Terzetto für zwei Violinen und Viola, op. 74
Werkverzeichnisnummer: 600
1. Introduzione. Allegro ma non troppo
2. Larghetto
3. Scherzo. Vivace
4. Tema con variazioni. Poco adagio
So wichtig für Dvorak die die Kammermusik mit Klavier auch immer war – sein ureigenstes Metier jedoch, das Genre, in dem er sich ganz zuhause fühlte, blieb die reine Streicherkammermusik. Seine 14 Streichquartette, die „Zypressen“, seine drei bzw. vier Streichquintette und das Sextett legen davon beredtes Zeugnis ab. Vielleicht hing dies mit seiner eigenartigen Genese als Komponist und Musiker zusammen. Der Sohn eines Metzgers und Gastwirts im kleinen Nelahozeves in Mittelböhmen musste seine Zeit mit anderem zubringen als mit Musizieren: „Seht dort hin auf die verschiedenen Dörfer!“, rief der Meister bei einem Spaziergang zu den Stätten seiner Jugend später aus: „In diese Orte pflegte ich mit meinem Vater Rinder kaufen zu gehen, und wenn mir der Vater so ein Tier anvertraute, das mir in seinem Übermut davonlief oder mich ohne weiteres in den Teich schleifte, war ich nicht zu beneiden. Aber all diese Leiden meines jungen Lebens versüßte mir die Musik, mein Schutzengel.“ Die bitter-arme Jugend Dvoraks, seine musikalischen Anfänge in der Dorfschule und Dorfkirche, die Jahre in der Orgelschule Prag mit den ersten Gehversuchen in einer 20 Mann starken Tanzkapelle – all dies schwingt in seiner Streichermusik noch nach, in den scheinbar so naiven Themen, den mitreißenden Tanzrhythmen und selig singenden Melodien. In den abgeklärten späten Streicherwerken hören wir immer noch den Dvorak, der in einer Prager Irrenanstalt zum ersten Mal Streichsextette spielte. Dvorak vertraute stets darauf, der liebe Gott werde ihm „schon auch einige Melodien zuflüstern“. Doch dieser göttliche Funke hat ihn lange genug mitten in der Härte des Lebens angeweht.

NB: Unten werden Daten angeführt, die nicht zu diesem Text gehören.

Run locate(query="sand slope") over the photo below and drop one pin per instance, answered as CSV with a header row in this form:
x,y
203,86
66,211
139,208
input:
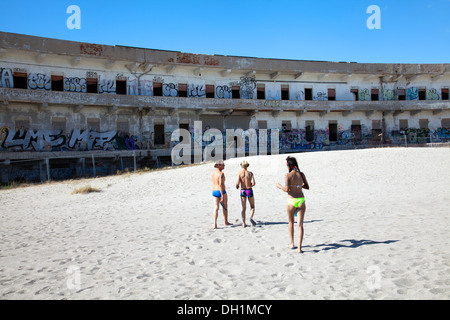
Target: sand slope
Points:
x,y
377,227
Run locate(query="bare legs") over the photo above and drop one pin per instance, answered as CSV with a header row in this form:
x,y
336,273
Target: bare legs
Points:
x,y
251,200
300,217
225,211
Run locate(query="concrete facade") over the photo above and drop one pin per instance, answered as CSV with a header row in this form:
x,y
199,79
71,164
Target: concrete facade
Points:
x,y
65,97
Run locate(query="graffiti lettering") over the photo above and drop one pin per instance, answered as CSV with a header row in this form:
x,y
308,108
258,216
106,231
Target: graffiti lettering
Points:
x,y
38,141
75,85
107,86
248,87
6,78
170,90
196,91
412,93
39,81
92,139
223,92
364,95
432,94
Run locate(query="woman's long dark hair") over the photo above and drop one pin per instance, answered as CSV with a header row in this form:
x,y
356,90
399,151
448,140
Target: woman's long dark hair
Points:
x,y
292,163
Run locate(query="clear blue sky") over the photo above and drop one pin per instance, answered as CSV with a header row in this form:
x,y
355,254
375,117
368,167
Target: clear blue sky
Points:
x,y
411,31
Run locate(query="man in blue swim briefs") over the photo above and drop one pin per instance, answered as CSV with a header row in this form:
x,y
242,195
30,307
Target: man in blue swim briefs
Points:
x,y
246,180
219,193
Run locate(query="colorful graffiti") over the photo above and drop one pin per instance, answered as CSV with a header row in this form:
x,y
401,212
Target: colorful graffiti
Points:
x,y
56,140
6,78
412,93
39,81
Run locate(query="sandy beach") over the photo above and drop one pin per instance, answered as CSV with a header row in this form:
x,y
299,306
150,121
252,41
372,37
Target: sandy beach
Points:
x,y
376,227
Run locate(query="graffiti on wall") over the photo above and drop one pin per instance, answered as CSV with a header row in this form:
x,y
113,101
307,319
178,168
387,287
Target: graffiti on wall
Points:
x,y
223,92
432,94
6,78
145,89
39,81
196,91
107,86
389,94
364,95
170,90
412,93
248,87
55,140
75,84
321,96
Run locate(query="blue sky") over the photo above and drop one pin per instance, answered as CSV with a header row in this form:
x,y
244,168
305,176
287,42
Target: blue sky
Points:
x,y
411,31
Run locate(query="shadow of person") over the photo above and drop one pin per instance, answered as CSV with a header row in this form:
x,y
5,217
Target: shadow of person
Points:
x,y
348,243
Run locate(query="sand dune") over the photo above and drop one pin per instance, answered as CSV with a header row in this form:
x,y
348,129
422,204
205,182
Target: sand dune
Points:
x,y
376,228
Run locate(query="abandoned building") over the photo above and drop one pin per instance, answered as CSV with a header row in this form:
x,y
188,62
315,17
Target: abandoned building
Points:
x,y
69,109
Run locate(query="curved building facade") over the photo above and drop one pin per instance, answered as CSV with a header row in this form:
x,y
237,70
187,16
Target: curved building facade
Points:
x,y
70,100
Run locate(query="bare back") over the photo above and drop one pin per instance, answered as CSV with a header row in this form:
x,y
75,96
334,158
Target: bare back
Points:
x,y
245,179
218,179
295,183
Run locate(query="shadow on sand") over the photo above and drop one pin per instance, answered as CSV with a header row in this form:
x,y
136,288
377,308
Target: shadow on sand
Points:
x,y
268,223
348,243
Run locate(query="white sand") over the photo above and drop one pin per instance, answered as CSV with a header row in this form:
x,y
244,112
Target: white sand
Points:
x,y
377,227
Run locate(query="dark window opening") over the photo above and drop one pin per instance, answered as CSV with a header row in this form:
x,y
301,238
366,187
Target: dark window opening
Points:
x,y
332,127
209,91
308,94
284,93
159,134
403,124
374,95
182,90
423,123
356,131
20,80
261,93
184,126
331,94
121,87
235,92
157,89
57,83
422,94
309,131
262,124
445,123
355,93
91,84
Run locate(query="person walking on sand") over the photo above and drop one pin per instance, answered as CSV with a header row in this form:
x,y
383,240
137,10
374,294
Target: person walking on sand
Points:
x,y
295,182
246,180
219,193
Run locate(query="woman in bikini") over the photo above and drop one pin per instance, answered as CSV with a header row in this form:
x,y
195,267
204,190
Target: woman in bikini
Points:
x,y
295,182
246,180
219,193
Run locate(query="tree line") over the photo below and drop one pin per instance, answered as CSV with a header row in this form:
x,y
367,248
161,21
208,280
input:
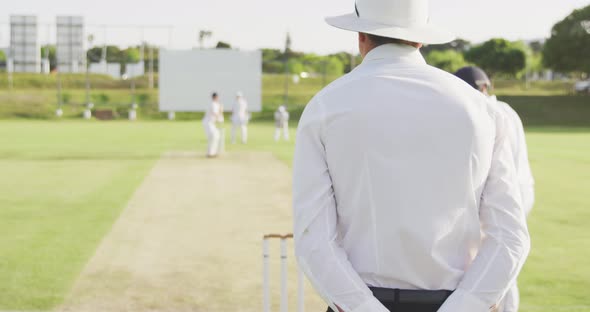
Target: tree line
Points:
x,y
566,51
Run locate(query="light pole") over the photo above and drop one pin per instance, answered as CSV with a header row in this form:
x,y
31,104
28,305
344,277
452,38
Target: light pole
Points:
x,y
287,73
151,75
89,105
204,34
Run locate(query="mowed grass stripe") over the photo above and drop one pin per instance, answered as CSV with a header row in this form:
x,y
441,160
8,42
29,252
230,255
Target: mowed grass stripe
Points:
x,y
42,158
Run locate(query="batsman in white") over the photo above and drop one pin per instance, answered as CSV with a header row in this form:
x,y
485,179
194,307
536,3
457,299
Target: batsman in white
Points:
x,y
479,80
213,115
240,118
282,123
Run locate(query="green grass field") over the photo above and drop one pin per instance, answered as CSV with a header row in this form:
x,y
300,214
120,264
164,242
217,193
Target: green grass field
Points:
x,y
64,184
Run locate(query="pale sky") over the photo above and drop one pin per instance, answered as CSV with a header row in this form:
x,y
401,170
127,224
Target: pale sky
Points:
x,y
253,24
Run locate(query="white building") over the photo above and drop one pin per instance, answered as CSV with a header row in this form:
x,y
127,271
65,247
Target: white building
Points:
x,y
71,56
25,54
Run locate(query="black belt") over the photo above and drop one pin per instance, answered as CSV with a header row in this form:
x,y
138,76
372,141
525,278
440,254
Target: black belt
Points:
x,y
410,296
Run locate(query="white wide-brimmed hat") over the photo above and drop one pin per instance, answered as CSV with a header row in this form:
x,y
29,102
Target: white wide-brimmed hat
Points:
x,y
398,19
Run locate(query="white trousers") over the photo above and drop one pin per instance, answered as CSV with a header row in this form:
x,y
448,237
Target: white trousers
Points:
x,y
213,137
284,130
511,301
243,129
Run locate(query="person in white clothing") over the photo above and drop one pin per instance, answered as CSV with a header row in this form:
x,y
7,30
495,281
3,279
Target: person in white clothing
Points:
x,y
480,81
282,123
405,195
240,118
213,115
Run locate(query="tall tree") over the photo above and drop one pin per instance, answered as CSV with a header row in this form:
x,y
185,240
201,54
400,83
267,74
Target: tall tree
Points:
x,y
568,49
498,56
52,55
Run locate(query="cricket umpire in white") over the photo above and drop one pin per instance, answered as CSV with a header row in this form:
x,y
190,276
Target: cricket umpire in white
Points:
x,y
480,81
405,195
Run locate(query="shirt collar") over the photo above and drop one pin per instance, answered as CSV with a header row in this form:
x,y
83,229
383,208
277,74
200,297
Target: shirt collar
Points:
x,y
402,52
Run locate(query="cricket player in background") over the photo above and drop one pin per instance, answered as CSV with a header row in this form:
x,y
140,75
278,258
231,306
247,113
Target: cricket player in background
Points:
x,y
240,118
282,123
213,115
479,80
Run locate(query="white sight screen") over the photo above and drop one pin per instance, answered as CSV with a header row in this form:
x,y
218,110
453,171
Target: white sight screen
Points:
x,y
188,78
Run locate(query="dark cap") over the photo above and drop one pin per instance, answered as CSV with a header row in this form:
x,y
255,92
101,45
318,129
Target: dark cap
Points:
x,y
474,76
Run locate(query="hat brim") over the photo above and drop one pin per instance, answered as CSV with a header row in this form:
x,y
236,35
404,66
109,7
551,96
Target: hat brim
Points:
x,y
427,34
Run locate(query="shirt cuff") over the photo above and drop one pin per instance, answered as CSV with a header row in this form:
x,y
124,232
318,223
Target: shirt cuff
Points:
x,y
462,301
371,305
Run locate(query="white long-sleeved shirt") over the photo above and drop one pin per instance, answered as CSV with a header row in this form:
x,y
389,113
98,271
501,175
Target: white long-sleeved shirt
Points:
x,y
404,178
240,111
520,153
213,114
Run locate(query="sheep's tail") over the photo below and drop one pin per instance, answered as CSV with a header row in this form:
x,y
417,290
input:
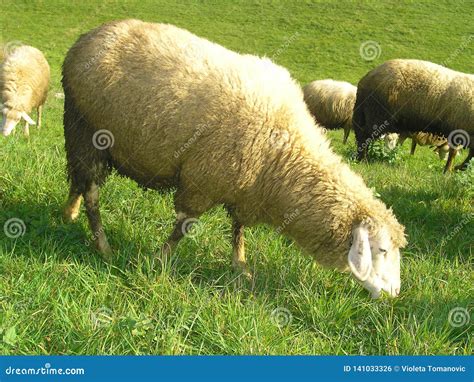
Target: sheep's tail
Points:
x,y
86,163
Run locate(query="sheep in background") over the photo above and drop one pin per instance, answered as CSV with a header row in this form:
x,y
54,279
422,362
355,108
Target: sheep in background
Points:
x,y
391,140
331,103
401,96
169,109
440,144
24,80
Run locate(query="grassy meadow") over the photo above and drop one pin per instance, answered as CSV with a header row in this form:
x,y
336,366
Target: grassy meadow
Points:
x,y
58,297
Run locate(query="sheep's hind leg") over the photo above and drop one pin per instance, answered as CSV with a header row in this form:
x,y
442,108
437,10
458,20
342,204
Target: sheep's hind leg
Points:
x,y
91,201
347,130
449,162
239,262
73,205
463,165
38,118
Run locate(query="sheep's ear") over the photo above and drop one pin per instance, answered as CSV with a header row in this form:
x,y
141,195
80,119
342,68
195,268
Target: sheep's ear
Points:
x,y
27,118
360,256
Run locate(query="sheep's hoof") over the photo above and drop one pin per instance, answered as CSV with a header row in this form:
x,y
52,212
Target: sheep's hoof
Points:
x,y
460,167
70,215
243,270
104,249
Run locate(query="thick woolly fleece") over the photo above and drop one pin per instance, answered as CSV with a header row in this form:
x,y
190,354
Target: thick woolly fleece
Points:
x,y
221,127
330,102
24,79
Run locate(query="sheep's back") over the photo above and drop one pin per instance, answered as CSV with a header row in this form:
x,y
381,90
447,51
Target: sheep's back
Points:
x,y
24,78
173,100
330,102
422,93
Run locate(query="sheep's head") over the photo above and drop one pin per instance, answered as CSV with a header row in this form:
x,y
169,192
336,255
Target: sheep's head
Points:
x,y
11,118
375,261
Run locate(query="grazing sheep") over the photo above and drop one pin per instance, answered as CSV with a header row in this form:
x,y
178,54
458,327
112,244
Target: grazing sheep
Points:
x,y
331,103
402,96
24,79
439,143
169,109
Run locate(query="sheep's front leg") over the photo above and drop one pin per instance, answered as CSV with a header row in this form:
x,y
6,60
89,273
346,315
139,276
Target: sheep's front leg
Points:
x,y
179,231
239,261
91,201
40,114
73,206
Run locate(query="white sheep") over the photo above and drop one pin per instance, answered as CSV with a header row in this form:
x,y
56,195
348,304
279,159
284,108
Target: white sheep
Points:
x,y
331,103
172,110
403,96
24,80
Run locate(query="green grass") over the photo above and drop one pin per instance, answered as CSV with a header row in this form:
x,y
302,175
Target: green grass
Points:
x,y
58,297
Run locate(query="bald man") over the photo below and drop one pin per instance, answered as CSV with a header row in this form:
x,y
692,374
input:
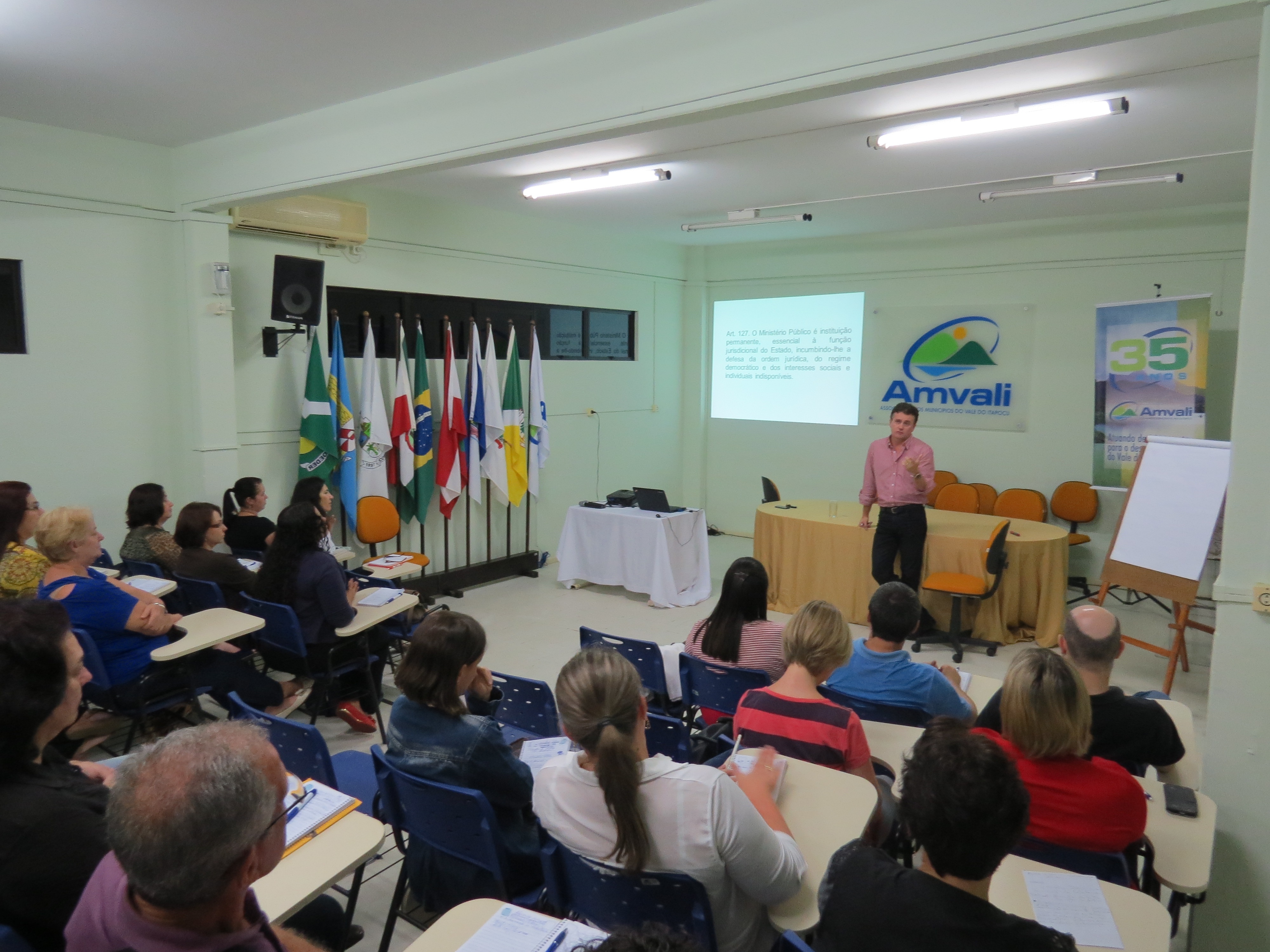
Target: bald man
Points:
x,y
1132,731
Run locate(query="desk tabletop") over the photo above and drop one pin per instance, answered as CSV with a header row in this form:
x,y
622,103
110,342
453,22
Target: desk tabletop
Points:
x,y
318,865
825,810
205,630
370,618
1144,923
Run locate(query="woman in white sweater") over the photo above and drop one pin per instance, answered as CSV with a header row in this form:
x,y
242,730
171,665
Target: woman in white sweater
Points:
x,y
614,803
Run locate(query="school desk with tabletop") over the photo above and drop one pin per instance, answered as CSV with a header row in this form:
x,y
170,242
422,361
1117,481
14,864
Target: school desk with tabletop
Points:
x,y
808,555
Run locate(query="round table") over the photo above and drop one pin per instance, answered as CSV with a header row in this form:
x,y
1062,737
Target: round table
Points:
x,y
808,555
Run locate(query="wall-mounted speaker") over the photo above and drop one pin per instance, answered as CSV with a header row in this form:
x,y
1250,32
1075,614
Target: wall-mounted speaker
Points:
x,y
298,285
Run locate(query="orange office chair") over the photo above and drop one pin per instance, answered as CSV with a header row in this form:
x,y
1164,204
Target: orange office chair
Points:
x,y
1074,503
943,478
987,498
961,587
1020,505
958,498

Die liebenswürdigsten Zeugnisse für Dvoraks lustvollen Umgang mit den Streicherklängen, ihren Bogen-, Pizzicato- und Doppelgriffkünsten, sind die beiden Zyklen von „Kürzest-Stücken“ für zwei Violinen und Bratsche, die er 1887 geschrieben hat: zum einen die „Drobnosti“, op. 75a, aus denen die „Romantischen Stücke“ für Violine und Klavier hervorgingen, zum anderen das „Terzetto“, op. 74. Erst wenn man diese Sätze gehört hat, dieses ätherische, basslose Schmachten dreier hoher Streichinstrumente in berückend schönen Klangfarben, weiß man, was Dvorak ist. „Ich schreibe jetzt kleine Bagatellen, denken Sie, nur für zwei Violinen und Viola. Die Arbeit freut mich ebenso sehr, als wenn ich eine große Sinfonie schriebe.“ Diese Sätze an Simrock sind ein kleines Credo des „tschechischen Musikanten“ Dvorak. Was er fürs häusliche Musizieren mit seinen Freunden komponierte – Werke, von denen er wusste, dass sie überall auf dem Land in Tschechien gespielt werden würden -, das erfüllte ihn mit ebenso großem Stolz wie die Monumentalwerke seines öffentlichen, internationalen Wirkens. „Sie sind freilich mehr für Dilettanten gedacht, aber hat Beethoven und Schumann auch nicht einmal mit ganz kleinen Mitteln geschrieben und wie?“ Dieses „und wie!“ steckt hinter jedem Takt des Terzettos. Dvorak wollte beweisen, was man mit begrenzten Mitteln erreichen kann: kein ausgiebiges Sonatenallegro zu Beginn, sondern eine charmante Einleitung, eine Art Vorwort zum melodisch wunderschönen Adagio. Das Scherzo, ein Furiant mit einem Ländler als Trio, wirkt so volkstümlich, als sei es gerade auf dem nächsten Tanzboden gespielt worden. Und im Finale hat Dvorak die Variationenform auf den kürzesten Nenner gebracht.